La jurisprudence a également considéré qu'il

n'appartenait pas au tribunal de reconstituer, comme s'il était l'instance

précédente, l'état de fait ou la motivation qu'aurait dû comporter la décision

attaquée (arrêts AC.2014.0293 du 3 novembre 2014 consid. 1a; AC.2013.0243 et

les nombreuses références citées).

c) Dans le cas présent, la décision attaquée indique

seulement que la recourante n’avait pas le droit de demander un rétroactif sur

la taxe forfaitaire selon l’art. 12 ch. 3 du règlement communal, mais

n'expose pas sur quelle raison elle se fonde. Le simple renvoi au règlement

communal ne suffit à l'évidence pas. La réponse de l’autorité intimée du 13

décembre 2016 n’est pas plus explicite. Elle y expose que

l'art. 12 ch. 3 du règlement communal ne concerne pas les ordures ménagères,

mais indique aussi que la recourante aurait dû demander le rétroactif "en

fin d'année ou au tout début de l'année suivante", mais ne pouvait pas

demander un rétroactif pour les années 2014 et 2015 plusieurs mois après le

bouclement des comptes communaux. En d’autres termes, l’autorité intimée semble

plutôt contester le moment où la taxe de rattrapage a été prélevée que son

principe même. Quoi qu’il en soit, l’argumentation de l’autorité intimée n’est

pas suffisamment claire au vu des exigences légales.

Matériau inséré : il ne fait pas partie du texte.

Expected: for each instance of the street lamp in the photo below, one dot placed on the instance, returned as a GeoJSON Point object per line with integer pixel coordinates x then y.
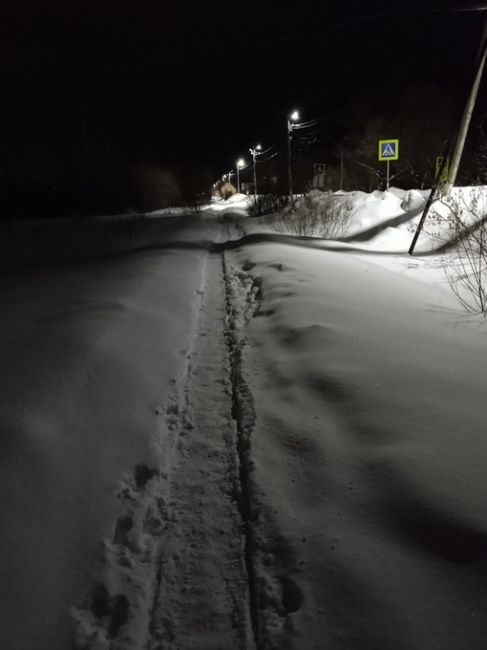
{"type": "Point", "coordinates": [240, 165]}
{"type": "Point", "coordinates": [294, 117]}
{"type": "Point", "coordinates": [255, 152]}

De plus, la décision attaquée

ne se prononce absolument pas sur le point de l'impossibilité pour la commune

de financer la perte financière par l'impôt général, en vertu du principe du "pollueur-payeur",

alors que cette question est au cœur du problème et avait été largement

développé par la recourante dans son rapport de janvier 2016. Cela méritait

qu’une explication claire soit donnée sur ce point à la recourante en cas

d'annulation des bordereaux litigieux. En fin de compte, le tribunal ne peut

que constater que la motivation de la décision attaquée est lapidaire et n'a

pas été explicitée à satisfaction dans le cadre de la réponse si bien que le

vice est impossible à guérir dans la procédure devant le Tribunal cantonal

(cf., en dernier lieu, arrêt AC.2016.0385 du 8 décembre 2016, et les arrêts

cités). Le recours doit ainsi être admis pour ce motif également.

4.

Au vu de ce qui précède, le recours doit être admis. La cause sera

renvoyée à la commission de recours pour qu'elle statue sur la question de sa

composition et rende une nouvelle décision répondant aux exigences de l’art. 42

LPA-VD.

La recourante obtenant gain de cause, il ne sera pas

perçu de frais (art. 49, 91 et 99 LPA-VD). La cause opposant la municipalité et

la commission de recours de la même commune, dépendant toutes deux de la même

caisse communale, l'allocation de dépens ne se justifie pas (art. 55, 91 et 99

LPA-VD).

Par

ces motifs

la Cour de droit administratif et public

du Tribunal cantonal

arrête:

I.

Le recours est admis.

II.

Les décisions attaquées sont annulées.

III.

La cause est renvoyée à l’autorité intimée pour nouvelle décision dans

le sens des considérants.

IV.

Il n’est pas perçu de frais de procédure ni alloué de dépens.

Lausanne, le 1er juin 2017

La présidente: La

greffière:

Le présent arrêt est communiqué aux destinataires de

l'avis d'envoi ci-joint.

Il peut faire l'objet, dans les trente jours suivant sa

notification, d'un recours au Tribunal fédéral. Le recours en matière de droit

public s'exerce aux conditions des articles 82 ss de la loi du 17 juin 2005 sur

le Tribunal fédéral (LTF - RS 173.110), le recours constitutionnel subsidiaire

à celles des articles 113 ss LTF. Le mémoire de recours doit être rédigé dans

une langue officielle, indiquer les conclusions, les motifs et les moyens de

preuve, et être signé. Les motifs doivent exposer succinctement en quoi l’acte

attaqué viole le droit. Les pièces invoquées comme moyens de preuve doivent

être jointes au mémoire, pour autant qu’elles soient en mains de la partie; il

en va de même de la décision attaquée.